Toward the end of October, when we got home from our Oregon road trip, Stephen's older brother and our oldest nephew flew down for a visit. It was short but sweet, filled with lots of Legos, swimming, exploring and wrestling. We've never been able to host Stephen's siblings, because it has always made more sense for us to go up North, so it was an extra special visit for us and I'm so happy we were able to spend a few days with a couple extra Wall boys.
Jon and Triston left our place on a similar road trip we had just gotten back from - a chance to see the Redwoods, the California coast and to visit our grandparents in Oregon. Jon texted along the way to keep us updated on their travels and one particular text was sent with a lot of enthusiasm. Jon was having such a great time with his son - one on one time that they rarely get. You could tell they were both getting so much fulfillment and joy out of their trip.
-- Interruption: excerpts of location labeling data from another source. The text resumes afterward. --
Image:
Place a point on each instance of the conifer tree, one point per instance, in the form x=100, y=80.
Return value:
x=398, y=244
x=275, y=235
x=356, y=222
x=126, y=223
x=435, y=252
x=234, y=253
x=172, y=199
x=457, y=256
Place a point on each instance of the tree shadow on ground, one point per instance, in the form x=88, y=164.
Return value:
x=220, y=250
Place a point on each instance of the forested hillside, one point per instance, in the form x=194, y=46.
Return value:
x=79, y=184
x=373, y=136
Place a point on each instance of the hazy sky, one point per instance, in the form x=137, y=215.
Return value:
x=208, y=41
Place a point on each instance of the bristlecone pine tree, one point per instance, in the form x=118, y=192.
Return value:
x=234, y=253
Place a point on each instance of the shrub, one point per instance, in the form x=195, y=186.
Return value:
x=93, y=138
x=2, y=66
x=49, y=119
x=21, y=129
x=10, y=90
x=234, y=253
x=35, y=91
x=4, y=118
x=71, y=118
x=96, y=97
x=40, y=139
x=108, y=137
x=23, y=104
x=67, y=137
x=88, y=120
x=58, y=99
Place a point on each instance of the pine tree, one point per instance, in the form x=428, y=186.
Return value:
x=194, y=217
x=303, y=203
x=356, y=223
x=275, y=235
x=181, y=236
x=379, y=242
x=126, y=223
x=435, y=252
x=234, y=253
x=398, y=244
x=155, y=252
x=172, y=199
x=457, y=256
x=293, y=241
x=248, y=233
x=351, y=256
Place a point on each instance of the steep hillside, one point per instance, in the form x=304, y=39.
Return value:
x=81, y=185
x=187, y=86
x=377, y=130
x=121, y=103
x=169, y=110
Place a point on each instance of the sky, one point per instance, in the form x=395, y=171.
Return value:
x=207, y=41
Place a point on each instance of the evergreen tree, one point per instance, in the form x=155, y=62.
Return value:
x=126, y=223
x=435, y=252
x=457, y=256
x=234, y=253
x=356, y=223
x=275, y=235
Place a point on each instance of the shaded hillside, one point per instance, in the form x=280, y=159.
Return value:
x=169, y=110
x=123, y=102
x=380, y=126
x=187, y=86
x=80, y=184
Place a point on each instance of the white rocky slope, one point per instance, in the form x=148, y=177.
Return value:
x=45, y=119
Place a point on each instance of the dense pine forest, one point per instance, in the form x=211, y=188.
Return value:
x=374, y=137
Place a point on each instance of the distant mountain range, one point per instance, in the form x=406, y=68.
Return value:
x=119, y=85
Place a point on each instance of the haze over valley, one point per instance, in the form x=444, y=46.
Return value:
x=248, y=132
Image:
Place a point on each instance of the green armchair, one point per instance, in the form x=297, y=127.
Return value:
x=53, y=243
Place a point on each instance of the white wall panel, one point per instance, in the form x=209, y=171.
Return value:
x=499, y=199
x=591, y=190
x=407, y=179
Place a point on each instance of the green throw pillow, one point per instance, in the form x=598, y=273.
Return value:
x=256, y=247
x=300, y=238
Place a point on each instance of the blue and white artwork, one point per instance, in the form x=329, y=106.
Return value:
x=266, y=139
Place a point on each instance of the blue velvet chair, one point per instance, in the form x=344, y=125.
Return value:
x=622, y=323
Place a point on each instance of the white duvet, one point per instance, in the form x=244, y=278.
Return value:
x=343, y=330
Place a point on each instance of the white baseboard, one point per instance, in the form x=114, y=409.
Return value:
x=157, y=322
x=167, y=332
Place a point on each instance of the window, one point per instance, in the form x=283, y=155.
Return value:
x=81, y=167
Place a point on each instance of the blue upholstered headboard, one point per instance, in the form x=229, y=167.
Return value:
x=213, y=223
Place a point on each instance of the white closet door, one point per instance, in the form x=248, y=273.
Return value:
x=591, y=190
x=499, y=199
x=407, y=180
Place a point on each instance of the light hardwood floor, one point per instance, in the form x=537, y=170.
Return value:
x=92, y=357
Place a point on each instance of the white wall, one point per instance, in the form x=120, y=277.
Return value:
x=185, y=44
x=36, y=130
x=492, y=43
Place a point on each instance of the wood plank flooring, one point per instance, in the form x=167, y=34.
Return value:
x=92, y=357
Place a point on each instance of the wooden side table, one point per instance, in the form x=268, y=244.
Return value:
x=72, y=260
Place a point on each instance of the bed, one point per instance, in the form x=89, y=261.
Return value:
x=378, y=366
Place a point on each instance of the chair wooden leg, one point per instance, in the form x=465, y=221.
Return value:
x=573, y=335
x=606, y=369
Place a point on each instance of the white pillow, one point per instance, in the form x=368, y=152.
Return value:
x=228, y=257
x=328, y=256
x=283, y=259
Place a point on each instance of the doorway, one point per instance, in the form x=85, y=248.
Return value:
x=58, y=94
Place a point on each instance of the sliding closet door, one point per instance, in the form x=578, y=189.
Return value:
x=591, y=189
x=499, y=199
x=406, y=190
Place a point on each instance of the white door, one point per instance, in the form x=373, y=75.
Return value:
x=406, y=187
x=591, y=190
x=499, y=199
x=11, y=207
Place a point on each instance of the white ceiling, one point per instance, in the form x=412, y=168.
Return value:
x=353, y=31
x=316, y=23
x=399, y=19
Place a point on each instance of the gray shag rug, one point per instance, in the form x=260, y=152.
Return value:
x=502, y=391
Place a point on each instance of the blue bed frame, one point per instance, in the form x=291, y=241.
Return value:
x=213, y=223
I mentioned to Stephen how fun that must be for Jon, knowing Stephen would love a week away with just Uriah, but that Triston was at such a great age for it, too. He turned four in September and there's a good chance this trip will make it into his long term memory. This adventurous road trip with just his dad, exploring new towns, splashing in the hotel pool, visiting family, playing outside... These will be some of his first memories.
That's when it occurred to me - I'm not even in Uriah's memories, yet. All this - all the time and energy and effort, all the laughs and forts and games and adventures and trips, all the yelling and disciplining and mistakes... All that we're pouring into him and doing for him... He's not going to remember it, any of it. So does that mean I shouldn't try so hard? Is this time and effort then wasted? Is that an excuse to not have those adventures and do that exploring and make those memories?
He might not remember this, but I will. If anything else, do it for the selfish reasons. When he's older and bigger, this is all we'll have. The memories of hiking through the woods with two year old Uriah, repeatedly singing "The Ants Go Marching", stopping every few feet to pick up another acorn. It still matters.
This is his childhood. As we create those memories, even ones he won't ever be able to recall, they are his childhood - they are shaping him and molding him and making him. He might not remember the specifics, but he is learning and growing and changing and the memories you choose to make during that time, the memories that he won't have, will define him.
My mother-in-law once said that she viewed her time with her grandkids as "living in a memory". What kind of memory are you making it?